According to my theory, you are absolutely right that a downthrottled Spitfire Mk IX could, in theory, downthrottle to improve its sustained turn rate. It could then possibly best a Spitfire Mk V, and could also in theory also best a FW-190A, despite the FW-190A's shorter nose, because the Spitfire has a much lighter wing loading.
(The short nose allows less "pull-out-of-the-turn" leverage, meaning that for a given level of power the short nose's turn-induced OFF-center "tendency to go straight" pull (off center because of the turn) taxes the wingloading less for the effort of lifting the nose: The short nose means off-center is LESS off-center: Less press-down leverage on the wings to lift the nose... This "leverage" does not apply to jet propulsion, which thrust has little, almost none, wingload-increasing thrust leverage since thrusting is from behind the wing's center of lift, which is also the pivot point used to lift the nose. Don't buy the nonsense that this pivot point is 500-700 ft. up in the center of the turn BTW...)

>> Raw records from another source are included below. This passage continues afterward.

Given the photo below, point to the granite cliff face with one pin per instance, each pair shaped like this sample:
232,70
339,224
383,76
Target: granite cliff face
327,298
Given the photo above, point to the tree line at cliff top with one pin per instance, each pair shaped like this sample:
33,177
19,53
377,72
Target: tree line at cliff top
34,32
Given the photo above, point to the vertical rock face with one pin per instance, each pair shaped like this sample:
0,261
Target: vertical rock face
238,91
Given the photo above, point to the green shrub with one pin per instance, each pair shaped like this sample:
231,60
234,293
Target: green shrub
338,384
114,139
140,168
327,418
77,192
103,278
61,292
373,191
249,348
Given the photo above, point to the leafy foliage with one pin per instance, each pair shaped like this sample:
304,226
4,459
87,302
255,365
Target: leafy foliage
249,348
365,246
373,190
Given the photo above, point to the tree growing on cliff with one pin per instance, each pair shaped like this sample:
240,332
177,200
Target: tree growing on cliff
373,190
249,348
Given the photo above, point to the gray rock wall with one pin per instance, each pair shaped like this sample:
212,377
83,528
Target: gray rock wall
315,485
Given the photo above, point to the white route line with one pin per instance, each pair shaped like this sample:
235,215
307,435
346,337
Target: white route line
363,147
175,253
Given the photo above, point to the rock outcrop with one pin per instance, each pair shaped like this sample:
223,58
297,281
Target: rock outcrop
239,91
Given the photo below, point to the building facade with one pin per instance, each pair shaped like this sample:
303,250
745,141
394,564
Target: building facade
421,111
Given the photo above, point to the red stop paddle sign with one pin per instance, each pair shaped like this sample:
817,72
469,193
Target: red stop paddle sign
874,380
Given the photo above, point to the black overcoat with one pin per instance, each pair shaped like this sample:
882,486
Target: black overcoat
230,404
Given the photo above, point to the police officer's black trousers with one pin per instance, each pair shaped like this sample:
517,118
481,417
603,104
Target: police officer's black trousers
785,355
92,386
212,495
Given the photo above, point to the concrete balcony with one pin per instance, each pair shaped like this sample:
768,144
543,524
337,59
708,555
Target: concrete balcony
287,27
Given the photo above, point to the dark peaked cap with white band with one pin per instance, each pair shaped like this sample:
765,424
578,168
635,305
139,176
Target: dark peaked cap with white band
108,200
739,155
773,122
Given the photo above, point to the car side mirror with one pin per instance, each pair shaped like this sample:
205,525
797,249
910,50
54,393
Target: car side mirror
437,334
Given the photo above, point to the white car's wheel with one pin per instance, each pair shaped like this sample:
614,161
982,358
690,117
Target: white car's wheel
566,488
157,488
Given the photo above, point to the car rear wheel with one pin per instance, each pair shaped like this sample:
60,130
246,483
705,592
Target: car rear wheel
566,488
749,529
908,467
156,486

There are many other unpredictable, non-linear issues with sustained nose traction turn performance: I think aircrafts like the Me-109G can turn more tightly initially than a FW-190A or P-51D, but are for some reason aerodynamically "dirtier" while turning, and thus cannot sustain speed in a sustained turn to compete with these two: Oseau demise witness: "His Me-109G6/AS slowed down more in turns than his adversaries (P-51Ds). I had told Oseau the FW-190A was better than the Me-109G" Leo Shuchmacher of II/JG1. "Jagdwaffe Vol. 5 section 3, p.202 . Robert Forsyth.
The problem is that I am only aware of three European fighters where downthrottling was described to improve prolonged sustained flat turns: In theory it should work the same for all, but for some reason was not described for all...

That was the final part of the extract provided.